In case of occurrence of such a case of force majeure, performance of the Contract will be suspended until disappearance, extinction or cessation of the case of force majeure. However, if the case of force majeure continues beyond a period of thirty (30) days, the Parties agree to come together to discuss possible modification of the Contract.

The time frames stated in this Contract will be automatically postponed in accordance with the duration of the case of force majeure.

In the absence of agreement from the Parties within thirty (30) days and if the case of force majeure persists, each of the Parties shall have the right to terminate this Contract by right, without compensation being due to either Party, by registered letter with acknowledgment of receipt sent to the other Party. 

  1. CANCELLATION 

16.1. In the event of breach by one of the Parties of one of its essential obligations, the other Party may, in the event of formal notice by registered letter with acknowledgment of receipt that has not been successful, terminate the Contract, by right and without any other particular formality, and without prejudice to any claim for damages.

16.2. The formal notice must indicate a reasonable period within which the Party in breach must remedy the non-performance or improper performance of the essential obligation mentioned in the formal notice. Under penalty of invalidity, the formal notice must imperatively mention this termination clause. 

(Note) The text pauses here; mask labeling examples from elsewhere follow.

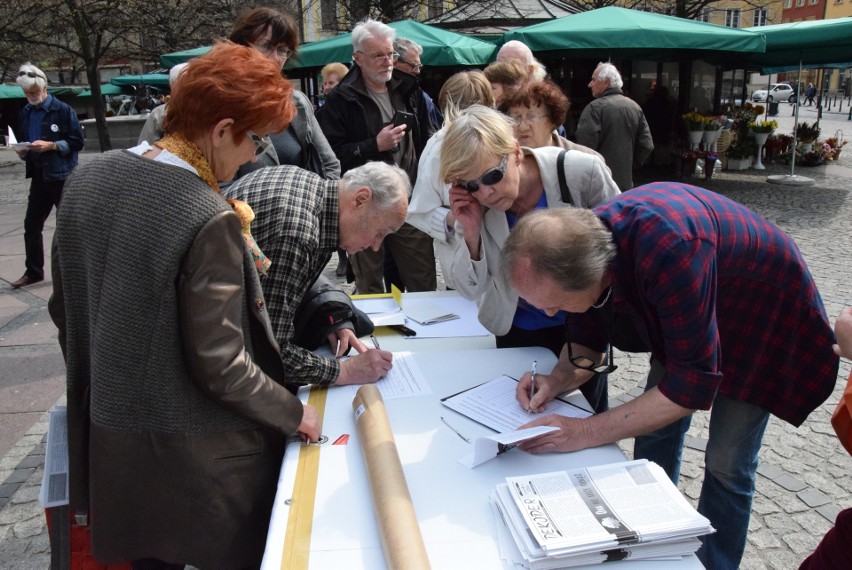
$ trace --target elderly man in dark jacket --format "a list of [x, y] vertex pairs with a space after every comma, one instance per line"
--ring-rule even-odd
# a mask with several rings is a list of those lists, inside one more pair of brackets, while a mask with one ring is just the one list
[[651, 129], [636, 101], [624, 96], [623, 82], [611, 63], [600, 63], [589, 88], [595, 100], [586, 105], [577, 124], [577, 142], [601, 153], [618, 189], [633, 188], [633, 169], [654, 151]]
[[[393, 28], [374, 20], [355, 26], [355, 65], [328, 94], [325, 105], [317, 111], [317, 120], [340, 159], [342, 173], [381, 160], [405, 170], [413, 186], [417, 162], [431, 129], [417, 80], [394, 70], [394, 36]], [[385, 248], [399, 269], [405, 289], [437, 288], [432, 238], [404, 224], [377, 251], [362, 251], [351, 257], [359, 293], [384, 292]]]
[[77, 153], [84, 144], [77, 114], [48, 94], [47, 76], [41, 69], [25, 63], [18, 72], [17, 82], [27, 97], [18, 133], [21, 141], [29, 144], [17, 153], [27, 162], [30, 195], [24, 218], [26, 271], [20, 279], [12, 281], [14, 289], [44, 280], [44, 222], [50, 211], [59, 207], [65, 179], [77, 166]]

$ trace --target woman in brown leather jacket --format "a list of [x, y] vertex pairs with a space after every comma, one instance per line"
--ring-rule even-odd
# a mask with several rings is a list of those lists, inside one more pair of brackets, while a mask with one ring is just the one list
[[178, 79], [163, 139], [68, 180], [50, 308], [71, 508], [102, 563], [258, 565], [286, 438], [319, 435], [285, 384], [257, 260], [219, 193], [287, 126], [290, 90], [256, 50], [217, 45]]

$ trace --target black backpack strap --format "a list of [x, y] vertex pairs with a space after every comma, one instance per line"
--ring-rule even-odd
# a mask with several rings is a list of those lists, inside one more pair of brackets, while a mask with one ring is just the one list
[[574, 200], [571, 199], [571, 192], [568, 190], [568, 182], [565, 181], [565, 153], [568, 152], [562, 149], [559, 156], [556, 158], [556, 174], [559, 176], [559, 191], [562, 194], [562, 201], [571, 206], [574, 205]]

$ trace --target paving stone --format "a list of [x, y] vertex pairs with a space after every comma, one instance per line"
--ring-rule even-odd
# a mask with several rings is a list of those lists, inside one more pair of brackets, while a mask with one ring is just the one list
[[816, 512], [821, 514], [823, 516], [823, 518], [825, 518], [831, 524], [834, 524], [834, 521], [837, 520], [837, 515], [840, 514], [840, 511], [842, 511], [842, 510], [843, 509], [841, 509], [837, 505], [829, 504], [829, 505], [823, 505], [821, 507], [818, 507], [816, 509]]
[[691, 435], [688, 435], [686, 436], [684, 445], [686, 447], [689, 447], [690, 449], [697, 449], [698, 451], [707, 451], [707, 438], [692, 437]]
[[35, 469], [15, 469], [6, 477], [6, 483], [23, 483], [32, 475], [33, 471]]
[[761, 462], [760, 465], [757, 466], [757, 472], [760, 475], [763, 475], [770, 481], [774, 481], [778, 477], [784, 474], [784, 471], [775, 464], [772, 463], [764, 463]]
[[802, 491], [797, 496], [809, 507], [821, 507], [831, 501], [831, 499], [823, 495], [821, 492], [814, 490]]
[[807, 532], [796, 532], [784, 535], [782, 540], [797, 554], [809, 554], [814, 551], [822, 537], [816, 538]]
[[748, 541], [759, 550], [781, 546], [781, 541], [775, 537], [770, 529], [759, 530], [753, 534], [749, 533]]
[[807, 484], [799, 481], [795, 477], [788, 475], [786, 473], [783, 474], [783, 475], [780, 475], [779, 477], [776, 477], [774, 479], [774, 482], [781, 485], [782, 487], [784, 487], [788, 491], [793, 491], [794, 493], [797, 493], [797, 492], [801, 491], [802, 489], [804, 489], [805, 487], [807, 487]]
[[18, 469], [35, 469], [43, 463], [44, 455], [27, 455], [18, 463]]

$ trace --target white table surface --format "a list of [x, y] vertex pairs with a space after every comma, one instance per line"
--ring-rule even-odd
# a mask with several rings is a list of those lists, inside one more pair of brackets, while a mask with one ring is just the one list
[[[431, 340], [408, 341], [399, 337], [383, 342], [383, 348], [387, 345], [388, 349], [397, 350], [398, 342], [408, 349], [411, 342]], [[512, 475], [623, 461], [624, 455], [615, 445], [539, 456], [516, 449], [475, 469], [462, 466], [458, 459], [471, 452], [471, 445], [447, 428], [440, 417], [471, 440], [493, 432], [444, 407], [440, 398], [500, 374], [520, 377], [533, 360], [538, 360], [540, 372], [547, 373], [556, 358], [543, 348], [446, 351], [453, 344], [444, 343], [444, 352], [436, 351], [436, 346], [414, 354], [431, 386], [431, 395], [388, 400], [385, 407], [432, 568], [500, 569], [503, 563], [488, 502], [489, 493], [498, 483]], [[308, 392], [308, 388], [303, 388], [300, 397], [307, 400]], [[310, 485], [311, 490], [316, 489], [307, 566], [311, 569], [386, 567], [352, 399], [349, 387], [328, 391], [322, 433], [328, 436], [329, 443], [321, 447], [316, 485]], [[342, 434], [350, 435], [349, 444], [332, 446], [331, 442]], [[282, 568], [290, 505], [309, 500], [293, 496], [301, 449], [299, 444], [289, 445], [284, 458], [263, 559], [265, 570]], [[645, 569], [702, 567], [694, 556], [668, 562], [611, 562], [606, 567], [616, 565]]]

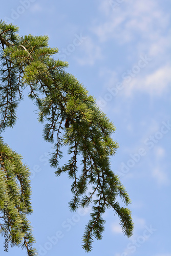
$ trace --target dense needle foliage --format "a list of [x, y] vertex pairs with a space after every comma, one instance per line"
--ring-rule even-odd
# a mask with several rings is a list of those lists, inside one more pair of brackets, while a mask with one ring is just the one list
[[[56, 169], [57, 176], [61, 173], [67, 173], [73, 180], [71, 187], [73, 197], [69, 203], [70, 209], [75, 211], [79, 207], [92, 205], [91, 219], [83, 237], [83, 248], [90, 251], [93, 237], [102, 238], [105, 222], [102, 216], [106, 208], [114, 210], [120, 218], [123, 233], [128, 237], [131, 236], [133, 223], [131, 211], [120, 206], [117, 202], [119, 197], [127, 205], [130, 203], [130, 198], [119, 177], [110, 167], [110, 157], [115, 155], [118, 147], [111, 137], [115, 132], [115, 126], [99, 110], [95, 99], [89, 95], [82, 84], [65, 71], [68, 63], [56, 60], [52, 57], [58, 52], [58, 49], [49, 47], [48, 37], [31, 34], [20, 37], [16, 34], [18, 30], [12, 24], [0, 23], [1, 132], [15, 124], [16, 111], [23, 99], [23, 90], [29, 87], [28, 96], [37, 107], [39, 121], [44, 123], [44, 138], [54, 145], [51, 165]], [[1, 145], [3, 148], [5, 146], [4, 144]], [[62, 156], [63, 145], [68, 146], [71, 158], [60, 167], [59, 160]], [[1, 152], [3, 154], [2, 150]], [[6, 161], [10, 154], [4, 154], [3, 157]], [[80, 158], [81, 173], [78, 172], [78, 161]], [[2, 161], [5, 162], [4, 159]], [[11, 172], [8, 165], [2, 166], [1, 182], [2, 190], [6, 191], [6, 195], [8, 189], [7, 180], [10, 180], [14, 186], [16, 186], [14, 193], [17, 193], [18, 187], [14, 176], [18, 178], [19, 176], [16, 173], [18, 172], [19, 175], [20, 170], [16, 170], [15, 166], [13, 167], [14, 174], [11, 177], [8, 174], [8, 172]], [[28, 172], [23, 173], [21, 170], [20, 174], [28, 182]], [[29, 186], [28, 188], [30, 189]], [[88, 188], [91, 191], [89, 193]], [[29, 194], [30, 192], [27, 193]], [[4, 194], [0, 195], [2, 197]], [[0, 200], [3, 202], [3, 196]], [[16, 210], [17, 205], [19, 205], [18, 199], [17, 202], [15, 201], [15, 197], [10, 197], [8, 200]], [[21, 210], [25, 214], [30, 213], [24, 208]], [[10, 217], [10, 209], [9, 211]], [[12, 226], [14, 224], [9, 220], [9, 228], [10, 225]], [[21, 243], [21, 238], [18, 241], [15, 240], [12, 227], [9, 228], [9, 232], [14, 244]], [[24, 236], [23, 238], [25, 239]]]

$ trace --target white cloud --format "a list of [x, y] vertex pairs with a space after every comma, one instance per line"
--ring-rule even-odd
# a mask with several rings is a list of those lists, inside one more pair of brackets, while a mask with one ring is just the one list
[[152, 170], [152, 176], [160, 186], [168, 184], [168, 177], [162, 167], [160, 168], [157, 167], [154, 168]]
[[134, 92], [139, 91], [146, 93], [151, 96], [160, 96], [163, 93], [167, 92], [171, 81], [171, 67], [169, 65], [160, 67], [153, 72], [137, 74], [131, 77], [130, 82], [123, 80], [123, 93], [127, 97], [131, 97]]
[[[125, 96], [130, 97], [137, 91], [151, 96], [160, 96], [165, 92], [171, 80], [168, 53], [169, 23], [167, 13], [155, 0], [125, 1], [114, 9], [110, 1], [104, 1], [99, 10], [105, 18], [102, 18], [101, 22], [92, 26], [91, 30], [100, 42], [113, 40], [115, 44], [127, 46], [131, 42], [134, 50], [128, 51], [125, 57], [131, 63], [140, 55], [146, 54], [152, 58], [149, 65], [132, 77], [131, 82], [126, 83], [123, 80], [125, 87], [122, 91]], [[112, 73], [108, 77], [110, 76], [112, 81]], [[110, 83], [112, 83], [109, 82], [109, 88]]]
[[86, 37], [86, 40], [81, 45], [81, 48], [82, 52], [84, 52], [83, 56], [75, 57], [80, 65], [93, 66], [97, 60], [103, 58], [100, 47], [97, 45], [97, 43], [95, 44], [90, 37]]

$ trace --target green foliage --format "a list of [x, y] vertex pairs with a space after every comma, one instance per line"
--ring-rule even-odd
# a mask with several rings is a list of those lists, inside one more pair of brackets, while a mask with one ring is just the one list
[[[51, 165], [57, 168], [57, 176], [66, 172], [73, 180], [70, 209], [93, 203], [83, 248], [90, 251], [93, 237], [102, 238], [105, 222], [102, 215], [106, 208], [117, 214], [123, 232], [132, 236], [131, 212], [117, 201], [119, 197], [127, 205], [129, 197], [110, 164], [110, 156], [118, 147], [111, 137], [115, 126], [82, 84], [65, 71], [68, 63], [53, 58], [58, 50], [48, 47], [48, 36], [19, 37], [16, 34], [17, 29], [12, 24], [0, 23], [1, 131], [15, 124], [23, 91], [29, 87], [29, 97], [37, 106], [38, 120], [44, 123], [44, 138], [54, 144]], [[68, 146], [71, 158], [60, 167], [63, 145]], [[80, 158], [82, 167], [78, 172]]]
[[[0, 232], [6, 225], [8, 242], [25, 248], [29, 256], [36, 255], [35, 242], [27, 215], [33, 211], [31, 202], [30, 172], [22, 157], [4, 144], [0, 137]], [[1, 216], [1, 215], [3, 215]]]

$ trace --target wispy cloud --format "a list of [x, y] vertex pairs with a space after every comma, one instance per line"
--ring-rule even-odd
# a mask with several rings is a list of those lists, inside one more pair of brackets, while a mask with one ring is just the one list
[[97, 45], [91, 37], [87, 37], [81, 48], [82, 56], [75, 57], [79, 65], [93, 66], [97, 60], [103, 58], [101, 47]]

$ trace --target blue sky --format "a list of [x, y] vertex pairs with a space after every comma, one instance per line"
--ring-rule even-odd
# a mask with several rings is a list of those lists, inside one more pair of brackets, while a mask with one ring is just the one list
[[[170, 256], [170, 54], [168, 0], [3, 1], [0, 19], [20, 27], [19, 34], [46, 34], [57, 47], [55, 58], [97, 99], [116, 127], [120, 147], [111, 168], [131, 197], [134, 236], [122, 233], [108, 210], [102, 240], [92, 256]], [[36, 109], [21, 102], [4, 141], [23, 157], [32, 172], [33, 214], [29, 217], [39, 255], [86, 255], [82, 236], [91, 209], [69, 211], [72, 181], [49, 166], [52, 145], [42, 136]], [[66, 151], [61, 160], [67, 159]], [[0, 238], [0, 254], [4, 238]], [[26, 255], [9, 248], [9, 256]]]

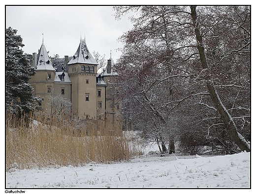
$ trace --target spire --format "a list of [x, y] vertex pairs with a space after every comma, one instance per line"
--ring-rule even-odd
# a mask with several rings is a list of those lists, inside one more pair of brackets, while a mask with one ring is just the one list
[[36, 56], [36, 68], [37, 70], [55, 71], [52, 64], [51, 59], [49, 57], [46, 48], [43, 44], [43, 36], [42, 46]]
[[67, 64], [70, 65], [75, 63], [98, 65], [98, 63], [97, 63], [90, 52], [87, 45], [86, 45], [85, 43], [85, 40], [80, 39], [80, 43], [78, 48]]

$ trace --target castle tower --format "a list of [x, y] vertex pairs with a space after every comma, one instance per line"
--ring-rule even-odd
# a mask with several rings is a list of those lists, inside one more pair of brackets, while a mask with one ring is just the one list
[[85, 40], [67, 63], [72, 82], [72, 113], [80, 120], [97, 119], [96, 76], [98, 63], [90, 52]]
[[30, 81], [34, 88], [33, 94], [43, 97], [43, 111], [46, 114], [52, 114], [56, 110], [49, 98], [53, 95], [61, 95], [60, 97], [70, 100], [71, 83], [67, 73], [56, 73], [43, 42], [38, 54], [33, 53], [33, 67], [36, 73]]
[[36, 68], [36, 73], [32, 76], [30, 83], [34, 89], [33, 93], [45, 99], [42, 103], [42, 107], [46, 110], [47, 102], [45, 99], [53, 87], [55, 70], [48, 55], [43, 40], [38, 54], [33, 53], [33, 66]]
[[106, 69], [102, 74], [104, 81], [107, 84], [106, 88], [106, 128], [115, 134], [122, 130], [121, 115], [122, 103], [118, 98], [118, 87], [115, 85], [115, 73], [113, 71], [114, 61], [110, 53]]

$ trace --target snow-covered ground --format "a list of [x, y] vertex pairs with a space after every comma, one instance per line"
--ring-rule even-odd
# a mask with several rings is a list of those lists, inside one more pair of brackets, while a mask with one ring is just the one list
[[[250, 153], [145, 156], [129, 162], [6, 172], [10, 188], [250, 188]], [[69, 190], [70, 191], [70, 190]]]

  1. APPLICABLE LAW AND ASSIGNMENT OF JURISDICTION

17.1. These TCS are governed and interpreted in accordance with French law, without taking into account the principles of conflict of laws.

17.2. In case of a dispute that arises with regard to interpretation and/or execution of these terms and conditions or in connection with these TCS, the Client and the Association will put forth their best effort to reach an amicable resolution of their dispute.

17.3. The Parties can refer the matter to a Mediator chosen from among the professionals listed on the site https://www.economie.gouv.fr/mediation-conso/liste-des-mediateurs-references.

17.4. If this attempt at amicable resolution fails, the Parties intend to submit the dispute to the competent courts in accordance with the applicable rules of civil procedure.